I was digging through my virtual hosts looking at log files and noticed that a few of them had pretty massive access logs. One of the more popular sites I run for some friends, American K-Pop Fans, had an access log of 363mb, and I’ve only been running the site for a few weeks! That obviously wasn’t going to work, so I started looking up how to manage log files. I noticed that Apache seemed to do an awesome job of keeping logs organized in /var/log/apache2/ and figured I should be able to model my log cleanliness after them.
After some Googling, I stumbled onto rotatelogs. After fumbling with it, although it’s pretty cool, I discovered that this wasn’t quite what I wanted. I did some more Googling and discovered logrotate, a program built into Linux for managing large amounts of logs. The two almost identical names confused me at first, but the difference became clear pretty fast.
rotatelogs is a really simple program for automatically breaking log files apart when Apache adds an entry. It does this by piping the log file entry through the program which then decides if it needs to create a new log file or can use the existing one. You can choose when to create a new log file based on time or log size. logrotate, on the other hand, is a Linux command-line utility which runs as a cron job every day. It runs all scripts in /etc/logrotate.d/. Looking in that directory, there’s an apache2 script which keeps Apache’s log files nice and tidy. There are also a variety of others, depending on what’s installed.

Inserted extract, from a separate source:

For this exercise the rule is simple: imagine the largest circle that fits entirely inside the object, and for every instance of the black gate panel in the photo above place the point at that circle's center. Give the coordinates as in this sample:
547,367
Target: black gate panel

Both Linode’s logrotate article and Slicehost’s logrotate article helped me setup logrotate for my virtualhosts. Here’s what mine looks like:
1 2 3 4 5 6 7 8 9 10 | /srv/www/*/logs/*.log { rotate 14 daily compress delaycompress sharedscripts postrotate /usr/sbin/apache2ctl graceful > /dev/null endscript } |
The idea is pretty simple. Line by line:
- I list all of my virtual host log paths. All of my virtual hosts follow the same directory structure, so I can get away with wildcard usage like this.
- I tell it that I want to keep 14 days of previous log files.
- I tell it that I want it to run daily.
- I tell it that I want old log files compressed to save space.
- I tell it that it should delay compressing the most recent archived log file.
- I tell it that all of the virtual hosts listed on line 1 should be processed before the following script runs.
- I tell it to restart Apache gracefully (no open connections will be closed, and old log files won’t be closed immediately). The reason we use
delaycompressis because we don’t want to compress the most recent log file until we’re sure Apache is done with it.
That’s it! This simple script maintains all my log files for me so that I don’t have to worry about them growing out of control.